De vastes nuages de gaz sombre contenant des centaines de milliers de fois la masse du Soleil, étaient restés invisibles jusqu'ici. C'est ce que vient de révéler une étude menée par une équipe de chercheurs du Service d'Astrophysique (SAp) du CEA-DAPNIA, de l'Université Paris-7 et du CNRS (Ganil), publiée dans la revue Science du 25 février 2005. Les scientifiques sont arrivés à cette conclusion en analysant la répartition des rayons gamma et infrarouges produits dans la Galaxie. Les rayons gamma, particules de lumière d'une énergie supérieure à cent millions de fois celle de la lumière visible, révèlent de larges régions proches du Soleil contenant un gaz froid qui pourrait contribuer notablement à la matière noire activement recherchée dans l'ensemble de la Galaxie.

 

Du gaz invisible au voisinage du Soleil

Notre Galaxie est un grand disque constitué d'étoiles et de gaz, majoritairement de l'hydrogène. Les étoiles qui émettent de la lumière sont facilement visibles Mais comment découvrir la répartition du gaz d'hydrogène qui est souvent à très basses températures et émet très peu de lumière ? Les astrophysiciens emploient couramment plusieurs méthodes selon la nature exacte du gaz. Lorsque l'hydrogène est sous forme d'atomes isolés, il peut être décelé par une émission d'ondes radio caractéristiques à la longueur d'onde très précise de 21 centimètres. Lorsque l'hydrogène est au contraire sous forme de molécules dites H2 (groupant deux atomes d'hydrogène) au sein de nuages froids plus denses, il est alors difficilement détectable directement. Mais il est mélangé dans des proportions relativement connues aux molécules de monoxyde de carbone (CO) qui émettent un rayonnement caractéristique à la longueur d'onde de 2,6 millimètres. Ces deux méthodes avaient jusqu'ici permis d'établir des cartes précises de la répartition du gaz dans la Galaxie.

 
Les gamma illuminent la matière noire

Figure 1. Carte de la répartition de l'hydrogène atomique dans la Galaxie. La quantité d'hydrogène atomique est représentée selon une échelle de couleurs, croissante du bleu au rouge. L'ensemble du ciel est représenté en coordonnées dites "galactiques" dans lesquelles le disque de la Galaxie est vue par la tranche. La partie centrale de ce disque correspond a la bande bleu horizontale dont la contribution a été soustraite Crédits CEA/SAp (cliquer sur l'image pour l'agrandir)

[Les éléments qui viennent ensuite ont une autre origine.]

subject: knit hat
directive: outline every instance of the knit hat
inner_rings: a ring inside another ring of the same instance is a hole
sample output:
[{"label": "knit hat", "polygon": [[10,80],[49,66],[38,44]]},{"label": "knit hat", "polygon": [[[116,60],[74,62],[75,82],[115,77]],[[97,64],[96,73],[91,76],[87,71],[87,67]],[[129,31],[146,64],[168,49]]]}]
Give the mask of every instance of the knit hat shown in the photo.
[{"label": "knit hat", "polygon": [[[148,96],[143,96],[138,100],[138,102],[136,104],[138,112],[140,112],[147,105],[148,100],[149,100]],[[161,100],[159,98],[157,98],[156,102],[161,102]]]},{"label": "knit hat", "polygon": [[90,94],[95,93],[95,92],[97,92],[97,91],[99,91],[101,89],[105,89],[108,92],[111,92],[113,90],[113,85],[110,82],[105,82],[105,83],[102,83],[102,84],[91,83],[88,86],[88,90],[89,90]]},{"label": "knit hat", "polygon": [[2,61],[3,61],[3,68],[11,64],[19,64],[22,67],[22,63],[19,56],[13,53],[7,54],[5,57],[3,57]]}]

Les gamma illuminent la matière noire

Figure 2. Carte de la répartition du gaz sombre aux environs du Soleil, déduite de l'émission de rayons gamma. La masse totale de ce gaz dont l'existence était jusqu'ici ignorée, correspond à environ 180 000 fois la masse du Soleil. Crédits CEA/Sap (cliquer sur l'image pour l'agrandir)

Mais d'autres observations peuvent également révéler la présence de gaz, en particulier l’émission infrarouge des poussières qui sont toujours intimement mêlées au gaz et également l’émission de rayons gamma, la forme la plus énergétique de la lumière. Ces rayons gamma sont produits car la Galaxie est en permanence traversée par le "rayonnement cosmique", un flot de particules qui circulent à des vitesses proches de celle de la lumière. Lorsque ces particules ultra-rapides percutent un nuage, elles se désintègrent en produisant des rayons gamma. Elles peuvent ainsi pénétrer au plus profond et révéler les nuages les plus discrets.
C'est en suivant cette idée que l'équipe de chercheurs a analysé la carte des rayons gamma (d'énergie supérieure à 100 MeV) produite de 1991 à 2000 par l'expérience EGRET (en anglais "The Energetic Gamma Ray Experiment Telescope") à bord du satellite  CGRO-COMPTON (USA).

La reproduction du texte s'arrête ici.